Although, this blogpost has explained extends() as a generic algorithm, in actual fact to confuse matters extend() is a method with separate declarations within the Array type and the String type. The opening example is the Array method and the String method looks like this:

func extend<S : Sequence where Character == Character>(sequence: S)

Both declarations leverage generics in the use of a generic syntax (angle brackets surrounding the declaration of S) and share a pattern (not to mention a name), but they are declared separately (within the body of the Array and String types). And here, in the String version of extend(), the specific use of Character narrows the method to the String type as the basis of the Sequence.
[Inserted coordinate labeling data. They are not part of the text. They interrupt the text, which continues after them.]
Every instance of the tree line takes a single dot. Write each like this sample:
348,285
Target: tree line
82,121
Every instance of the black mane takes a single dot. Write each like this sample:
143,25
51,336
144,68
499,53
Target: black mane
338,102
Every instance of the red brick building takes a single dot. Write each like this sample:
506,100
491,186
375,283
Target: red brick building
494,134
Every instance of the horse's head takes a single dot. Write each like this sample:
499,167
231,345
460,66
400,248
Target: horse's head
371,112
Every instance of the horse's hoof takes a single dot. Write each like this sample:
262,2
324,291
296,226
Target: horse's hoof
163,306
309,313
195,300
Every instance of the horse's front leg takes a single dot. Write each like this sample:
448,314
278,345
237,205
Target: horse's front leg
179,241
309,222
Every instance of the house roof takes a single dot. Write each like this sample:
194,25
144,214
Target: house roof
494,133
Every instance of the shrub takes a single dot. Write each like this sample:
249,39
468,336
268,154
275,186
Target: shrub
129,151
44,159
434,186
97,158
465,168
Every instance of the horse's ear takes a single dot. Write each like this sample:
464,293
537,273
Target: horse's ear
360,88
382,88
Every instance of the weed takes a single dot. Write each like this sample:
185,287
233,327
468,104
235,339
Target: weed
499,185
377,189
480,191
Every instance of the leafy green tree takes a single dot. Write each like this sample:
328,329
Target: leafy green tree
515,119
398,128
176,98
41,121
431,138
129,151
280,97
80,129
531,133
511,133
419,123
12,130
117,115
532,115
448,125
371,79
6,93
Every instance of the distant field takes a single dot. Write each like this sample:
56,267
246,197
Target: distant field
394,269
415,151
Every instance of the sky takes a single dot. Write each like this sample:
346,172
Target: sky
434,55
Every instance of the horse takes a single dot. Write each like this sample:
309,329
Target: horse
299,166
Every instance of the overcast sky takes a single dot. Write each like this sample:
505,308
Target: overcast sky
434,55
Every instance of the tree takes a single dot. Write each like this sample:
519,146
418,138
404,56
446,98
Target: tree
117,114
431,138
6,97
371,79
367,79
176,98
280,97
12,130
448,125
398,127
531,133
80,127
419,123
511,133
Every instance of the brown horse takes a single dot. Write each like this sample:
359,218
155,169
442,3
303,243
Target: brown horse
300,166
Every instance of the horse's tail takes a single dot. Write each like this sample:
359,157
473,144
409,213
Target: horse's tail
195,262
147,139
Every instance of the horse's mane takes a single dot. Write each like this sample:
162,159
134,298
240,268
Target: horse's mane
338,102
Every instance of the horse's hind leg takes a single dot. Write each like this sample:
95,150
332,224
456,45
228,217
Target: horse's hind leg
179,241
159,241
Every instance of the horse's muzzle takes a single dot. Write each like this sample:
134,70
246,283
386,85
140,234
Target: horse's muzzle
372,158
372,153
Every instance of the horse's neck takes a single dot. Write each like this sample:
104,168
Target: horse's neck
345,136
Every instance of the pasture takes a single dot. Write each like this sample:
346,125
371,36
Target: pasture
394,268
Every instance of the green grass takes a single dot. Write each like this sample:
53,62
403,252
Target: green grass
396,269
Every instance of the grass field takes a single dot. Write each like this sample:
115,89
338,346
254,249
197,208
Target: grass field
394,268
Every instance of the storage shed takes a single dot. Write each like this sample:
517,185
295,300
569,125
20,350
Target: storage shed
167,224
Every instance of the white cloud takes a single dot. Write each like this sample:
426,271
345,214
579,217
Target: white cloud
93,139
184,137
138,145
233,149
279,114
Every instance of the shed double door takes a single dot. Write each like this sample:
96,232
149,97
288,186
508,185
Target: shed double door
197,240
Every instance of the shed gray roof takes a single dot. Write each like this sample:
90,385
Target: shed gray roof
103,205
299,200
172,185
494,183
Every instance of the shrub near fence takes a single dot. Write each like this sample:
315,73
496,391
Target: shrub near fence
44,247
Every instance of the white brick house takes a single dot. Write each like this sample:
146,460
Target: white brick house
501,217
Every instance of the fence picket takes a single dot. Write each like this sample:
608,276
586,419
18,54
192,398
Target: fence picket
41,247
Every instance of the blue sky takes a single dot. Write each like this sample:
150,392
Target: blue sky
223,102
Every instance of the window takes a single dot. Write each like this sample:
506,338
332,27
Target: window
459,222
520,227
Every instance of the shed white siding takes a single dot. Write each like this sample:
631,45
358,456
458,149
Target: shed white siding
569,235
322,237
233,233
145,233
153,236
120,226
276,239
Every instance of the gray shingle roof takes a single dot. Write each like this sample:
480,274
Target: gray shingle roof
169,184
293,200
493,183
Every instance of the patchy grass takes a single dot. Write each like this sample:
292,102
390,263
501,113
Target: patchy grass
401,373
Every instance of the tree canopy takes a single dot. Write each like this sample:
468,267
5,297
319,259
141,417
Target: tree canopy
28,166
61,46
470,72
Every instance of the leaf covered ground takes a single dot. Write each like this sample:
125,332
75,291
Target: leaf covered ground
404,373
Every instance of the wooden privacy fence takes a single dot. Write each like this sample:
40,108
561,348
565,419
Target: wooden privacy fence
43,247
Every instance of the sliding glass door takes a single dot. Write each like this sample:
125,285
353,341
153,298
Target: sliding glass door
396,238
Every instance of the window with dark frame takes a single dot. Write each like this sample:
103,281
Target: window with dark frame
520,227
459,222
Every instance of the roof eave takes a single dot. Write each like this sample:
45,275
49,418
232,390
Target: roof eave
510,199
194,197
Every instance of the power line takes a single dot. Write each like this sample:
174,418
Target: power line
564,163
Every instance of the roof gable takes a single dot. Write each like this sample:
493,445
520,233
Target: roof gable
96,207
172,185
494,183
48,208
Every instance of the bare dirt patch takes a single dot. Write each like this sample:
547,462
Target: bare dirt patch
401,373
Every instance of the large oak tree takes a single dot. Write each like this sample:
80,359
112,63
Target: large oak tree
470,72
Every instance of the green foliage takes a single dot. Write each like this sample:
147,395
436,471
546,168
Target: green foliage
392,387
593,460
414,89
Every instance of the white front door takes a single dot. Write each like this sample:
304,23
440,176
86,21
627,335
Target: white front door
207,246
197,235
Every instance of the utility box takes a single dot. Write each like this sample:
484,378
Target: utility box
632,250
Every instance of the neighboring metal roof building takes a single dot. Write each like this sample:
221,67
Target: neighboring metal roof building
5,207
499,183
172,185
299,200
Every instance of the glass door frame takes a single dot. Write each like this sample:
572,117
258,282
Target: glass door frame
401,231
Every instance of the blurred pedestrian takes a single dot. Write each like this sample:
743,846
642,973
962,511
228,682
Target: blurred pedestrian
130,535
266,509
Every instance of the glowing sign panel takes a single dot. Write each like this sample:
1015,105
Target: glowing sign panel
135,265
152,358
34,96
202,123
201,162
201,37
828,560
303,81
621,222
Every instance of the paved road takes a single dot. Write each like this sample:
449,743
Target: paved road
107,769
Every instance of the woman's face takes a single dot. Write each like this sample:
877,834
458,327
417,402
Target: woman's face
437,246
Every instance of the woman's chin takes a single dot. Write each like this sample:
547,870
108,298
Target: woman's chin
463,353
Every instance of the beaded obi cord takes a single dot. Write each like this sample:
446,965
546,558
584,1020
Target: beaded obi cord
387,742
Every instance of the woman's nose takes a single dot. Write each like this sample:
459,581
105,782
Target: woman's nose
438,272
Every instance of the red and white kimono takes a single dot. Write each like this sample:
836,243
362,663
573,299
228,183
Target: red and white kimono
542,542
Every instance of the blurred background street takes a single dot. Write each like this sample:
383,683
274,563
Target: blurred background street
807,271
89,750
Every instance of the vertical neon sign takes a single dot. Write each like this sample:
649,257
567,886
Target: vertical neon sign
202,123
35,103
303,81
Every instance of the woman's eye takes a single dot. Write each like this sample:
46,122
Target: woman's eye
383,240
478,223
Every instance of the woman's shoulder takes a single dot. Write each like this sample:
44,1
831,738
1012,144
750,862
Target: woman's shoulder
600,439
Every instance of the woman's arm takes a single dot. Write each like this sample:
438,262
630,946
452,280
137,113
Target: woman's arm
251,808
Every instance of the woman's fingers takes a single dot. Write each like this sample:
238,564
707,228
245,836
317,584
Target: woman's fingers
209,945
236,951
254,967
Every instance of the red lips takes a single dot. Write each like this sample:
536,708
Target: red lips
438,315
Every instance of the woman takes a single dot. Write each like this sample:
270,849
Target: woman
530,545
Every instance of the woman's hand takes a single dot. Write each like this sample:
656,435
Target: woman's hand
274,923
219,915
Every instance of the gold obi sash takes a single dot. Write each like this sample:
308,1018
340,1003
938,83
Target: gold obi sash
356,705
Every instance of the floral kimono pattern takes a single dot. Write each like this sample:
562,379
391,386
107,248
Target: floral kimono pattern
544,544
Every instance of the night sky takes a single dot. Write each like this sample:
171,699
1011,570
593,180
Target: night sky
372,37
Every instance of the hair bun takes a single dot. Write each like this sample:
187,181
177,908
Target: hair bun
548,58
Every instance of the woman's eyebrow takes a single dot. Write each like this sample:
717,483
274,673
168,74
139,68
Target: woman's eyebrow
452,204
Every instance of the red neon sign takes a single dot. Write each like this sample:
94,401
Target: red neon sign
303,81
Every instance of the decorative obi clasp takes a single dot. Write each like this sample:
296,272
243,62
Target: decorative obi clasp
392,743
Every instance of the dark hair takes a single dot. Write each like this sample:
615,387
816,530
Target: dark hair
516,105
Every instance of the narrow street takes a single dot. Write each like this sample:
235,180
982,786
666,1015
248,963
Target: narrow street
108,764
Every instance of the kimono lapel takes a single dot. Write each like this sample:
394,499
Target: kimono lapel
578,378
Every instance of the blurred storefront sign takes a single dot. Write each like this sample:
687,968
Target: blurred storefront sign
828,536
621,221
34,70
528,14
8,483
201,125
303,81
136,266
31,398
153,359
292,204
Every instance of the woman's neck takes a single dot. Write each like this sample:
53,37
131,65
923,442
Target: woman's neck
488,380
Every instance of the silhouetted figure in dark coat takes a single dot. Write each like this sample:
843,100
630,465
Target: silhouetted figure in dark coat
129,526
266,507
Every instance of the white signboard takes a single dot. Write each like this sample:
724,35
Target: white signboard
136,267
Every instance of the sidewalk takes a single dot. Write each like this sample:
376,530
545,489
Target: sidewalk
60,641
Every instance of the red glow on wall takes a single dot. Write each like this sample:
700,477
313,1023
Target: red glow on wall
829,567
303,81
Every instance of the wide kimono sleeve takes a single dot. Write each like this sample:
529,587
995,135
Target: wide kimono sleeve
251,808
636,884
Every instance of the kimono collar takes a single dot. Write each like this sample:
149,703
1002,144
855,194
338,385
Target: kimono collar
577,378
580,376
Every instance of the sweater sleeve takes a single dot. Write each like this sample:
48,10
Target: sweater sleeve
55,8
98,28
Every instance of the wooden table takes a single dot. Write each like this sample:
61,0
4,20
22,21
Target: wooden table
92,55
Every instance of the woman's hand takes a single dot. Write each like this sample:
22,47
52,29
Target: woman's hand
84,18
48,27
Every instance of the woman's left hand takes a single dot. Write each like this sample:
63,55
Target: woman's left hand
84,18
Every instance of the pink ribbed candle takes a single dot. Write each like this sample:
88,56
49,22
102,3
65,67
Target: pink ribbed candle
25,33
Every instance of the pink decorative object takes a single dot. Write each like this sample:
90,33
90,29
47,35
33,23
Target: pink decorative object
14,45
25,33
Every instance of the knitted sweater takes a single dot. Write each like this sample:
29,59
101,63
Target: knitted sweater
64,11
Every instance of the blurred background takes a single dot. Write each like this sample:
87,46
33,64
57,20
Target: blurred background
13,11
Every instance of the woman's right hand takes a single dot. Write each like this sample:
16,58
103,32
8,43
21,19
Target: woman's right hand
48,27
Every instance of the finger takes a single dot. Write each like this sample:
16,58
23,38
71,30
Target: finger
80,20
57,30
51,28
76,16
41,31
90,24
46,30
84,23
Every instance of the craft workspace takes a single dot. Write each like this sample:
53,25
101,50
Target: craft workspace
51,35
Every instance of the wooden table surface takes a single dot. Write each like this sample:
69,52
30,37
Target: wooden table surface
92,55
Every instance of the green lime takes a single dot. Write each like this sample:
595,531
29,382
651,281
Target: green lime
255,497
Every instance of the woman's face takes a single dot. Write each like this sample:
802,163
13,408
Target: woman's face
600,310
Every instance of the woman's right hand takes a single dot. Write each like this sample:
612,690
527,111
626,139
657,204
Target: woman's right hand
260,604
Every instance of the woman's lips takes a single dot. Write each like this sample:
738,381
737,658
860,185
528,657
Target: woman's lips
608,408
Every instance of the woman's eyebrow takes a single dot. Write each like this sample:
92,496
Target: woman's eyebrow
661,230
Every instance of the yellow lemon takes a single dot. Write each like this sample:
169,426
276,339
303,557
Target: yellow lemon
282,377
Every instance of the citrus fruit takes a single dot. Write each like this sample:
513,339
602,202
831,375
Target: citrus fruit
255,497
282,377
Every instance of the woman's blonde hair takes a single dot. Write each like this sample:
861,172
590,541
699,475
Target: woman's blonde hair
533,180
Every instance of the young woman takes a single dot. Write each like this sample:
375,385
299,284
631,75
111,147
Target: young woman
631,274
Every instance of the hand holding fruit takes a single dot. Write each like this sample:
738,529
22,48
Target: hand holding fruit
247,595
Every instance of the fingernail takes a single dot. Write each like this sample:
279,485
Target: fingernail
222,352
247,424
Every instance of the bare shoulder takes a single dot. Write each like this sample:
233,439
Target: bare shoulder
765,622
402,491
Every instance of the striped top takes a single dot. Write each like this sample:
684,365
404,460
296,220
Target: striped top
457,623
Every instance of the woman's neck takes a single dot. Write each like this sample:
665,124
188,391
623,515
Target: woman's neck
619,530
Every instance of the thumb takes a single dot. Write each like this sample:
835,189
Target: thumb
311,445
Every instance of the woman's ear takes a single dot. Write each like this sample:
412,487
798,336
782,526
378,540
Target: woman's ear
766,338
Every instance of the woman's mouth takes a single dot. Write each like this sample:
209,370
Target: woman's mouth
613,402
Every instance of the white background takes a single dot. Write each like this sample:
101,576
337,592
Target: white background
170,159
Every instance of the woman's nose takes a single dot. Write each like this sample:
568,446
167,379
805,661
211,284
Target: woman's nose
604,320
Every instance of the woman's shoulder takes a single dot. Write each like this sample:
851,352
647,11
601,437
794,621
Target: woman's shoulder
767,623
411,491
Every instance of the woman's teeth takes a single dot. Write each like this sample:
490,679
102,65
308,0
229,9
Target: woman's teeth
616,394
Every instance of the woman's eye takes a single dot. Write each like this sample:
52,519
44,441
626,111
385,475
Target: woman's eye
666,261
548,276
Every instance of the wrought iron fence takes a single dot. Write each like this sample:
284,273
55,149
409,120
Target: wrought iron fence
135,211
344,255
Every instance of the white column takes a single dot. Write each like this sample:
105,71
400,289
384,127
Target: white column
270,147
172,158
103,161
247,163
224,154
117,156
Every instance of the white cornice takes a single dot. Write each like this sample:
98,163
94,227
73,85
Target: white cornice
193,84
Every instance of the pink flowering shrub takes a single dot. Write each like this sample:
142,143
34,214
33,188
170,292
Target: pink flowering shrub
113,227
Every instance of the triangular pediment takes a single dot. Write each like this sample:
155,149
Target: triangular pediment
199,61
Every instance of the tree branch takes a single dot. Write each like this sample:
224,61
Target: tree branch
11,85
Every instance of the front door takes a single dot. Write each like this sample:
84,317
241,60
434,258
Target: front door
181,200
This is unlike split()sorted()swap(), and so on, which float free of the bodies of classes, structs and enums, and might be thought of as even more "generic" in style.

But generics are not about whole methods or algorithms being capable of accepting and/or returning multiple (and unspecified) types but about the syntax and usually about that syntax enabling at least one element to have the quality of being generic.

In the Array and the String version of the extend method we feel a little cheated because although there is the requirement of a type that adopts or inherits the Sequence protocol, it can mean only one thing in the respective cases (an array within the context of the Array type and a string within the context of the String type). And while the Array version does have the saving grace of enabling arrays with generic types within them, the String version is tied to Characters as elements in the sequence. So why not simply have a method written like this:

func extend(sequence: String)

But once again generics are about leveraging the generic syntax, and so we come back to this as justification for including extend() under the heading of generics. Rather than excluding it based on some subjective concept of what being generic actually means, or thoughts about how methods might be rewritten to remove the syntax of generics.

Conclusion

While we might speculate (as further justification) that the generic syntax employed suggests that either at a lower level the extend() methods leverage some shared code or at some point they were combined or at some point in the future they might converge, this is mere speculation, and the real point of this post has been to look at the generic syntax and the concept of inheritance, rather than make deeper explorations of what it means to be generic and the lower level workings of Swift.